The problem is that with char I need to get 40000 words with wc -w file and I get them. Now with double I get random amount of words but theoretically I should get 5000 from 40000 bytes of data but I get a random amount between 4000 and 15000 and for char I get 40000 like it should 1 byte for one character.

I don't know what is wrong the same code works for int where I get 10000 words from 40000 bytes of data.

Answer 1

The main problem seems to be that your temp array is not large enough for your printf format and data. IEEE-754 double s have a decimal exponent range from from -308 to +308. You're printing your doubles with format "%f" , which produces a plain decimal representation.
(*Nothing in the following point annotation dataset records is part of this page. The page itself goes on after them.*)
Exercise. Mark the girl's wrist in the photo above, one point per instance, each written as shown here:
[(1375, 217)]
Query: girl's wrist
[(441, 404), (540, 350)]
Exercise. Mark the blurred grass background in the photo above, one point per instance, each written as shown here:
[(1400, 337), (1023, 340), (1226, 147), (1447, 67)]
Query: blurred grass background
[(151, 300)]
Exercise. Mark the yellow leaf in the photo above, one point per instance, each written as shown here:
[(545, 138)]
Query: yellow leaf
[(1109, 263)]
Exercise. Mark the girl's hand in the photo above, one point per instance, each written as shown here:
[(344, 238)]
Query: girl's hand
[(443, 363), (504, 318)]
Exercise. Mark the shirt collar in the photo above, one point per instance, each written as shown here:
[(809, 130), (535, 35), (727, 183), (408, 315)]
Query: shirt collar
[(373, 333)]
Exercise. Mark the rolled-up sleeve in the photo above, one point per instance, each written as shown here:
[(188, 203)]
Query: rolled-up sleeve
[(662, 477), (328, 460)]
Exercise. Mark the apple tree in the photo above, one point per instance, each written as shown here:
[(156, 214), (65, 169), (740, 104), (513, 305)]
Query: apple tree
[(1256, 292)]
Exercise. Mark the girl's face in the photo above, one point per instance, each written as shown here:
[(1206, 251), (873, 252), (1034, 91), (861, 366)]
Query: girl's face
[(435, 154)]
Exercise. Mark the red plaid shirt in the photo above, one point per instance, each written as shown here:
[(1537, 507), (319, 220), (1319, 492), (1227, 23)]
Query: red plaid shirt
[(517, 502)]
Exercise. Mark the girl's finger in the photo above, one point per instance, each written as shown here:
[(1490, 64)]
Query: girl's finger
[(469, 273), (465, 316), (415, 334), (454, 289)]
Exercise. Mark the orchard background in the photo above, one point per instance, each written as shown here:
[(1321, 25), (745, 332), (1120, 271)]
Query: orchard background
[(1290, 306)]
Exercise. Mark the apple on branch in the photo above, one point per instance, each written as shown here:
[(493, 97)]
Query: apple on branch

Since no precision is specified, the default precision of 6 applies. This may require as many as 1 (sign) + 309 (digits) + 1 (decimal point) + 6 (trailing decimal places) + 1 (terminator) chars (a total of 318), but you only have space for 100.

You print to your buffer using snprintf() , and therefore do not overrun the array bounds there, but snprintf() returns the number of bytes that would have been required , less the one required for the terminator. That's the number of bytes you write() , and in many cases that does overrun your buffer. You see the result in your output.

Secondarily, you'll also see a large number of 0.00000 in your output, arising from rounding small numbers to 6-decimal-digit precision.

You would probably have better success if you change the format with which you're printing the numbers. For example, "%.16e " will give you output in exponential format with a total of 17 significant digits (one preceding the decimal point). That will not require excessive space in memory or on disk, and it will accurately convey all numbers, regardless of scale, supposing again that your double s are represented per IEEE 754. If you wish, you can furthermore eliminate the (pretty safe) assumption of IEEE 754 format by employing the variation suggested by @chux in comments. That would be the safest approach.

One more thing: IEEE floating point supports infinities and multiple not-a-number values. These are very few in number relative to ordinary FP numbers, but it is still possible that you'll occasionally hit on one of these. They'll probably be converted to output just fine, but you may want to consider whether you need to deal specially with them.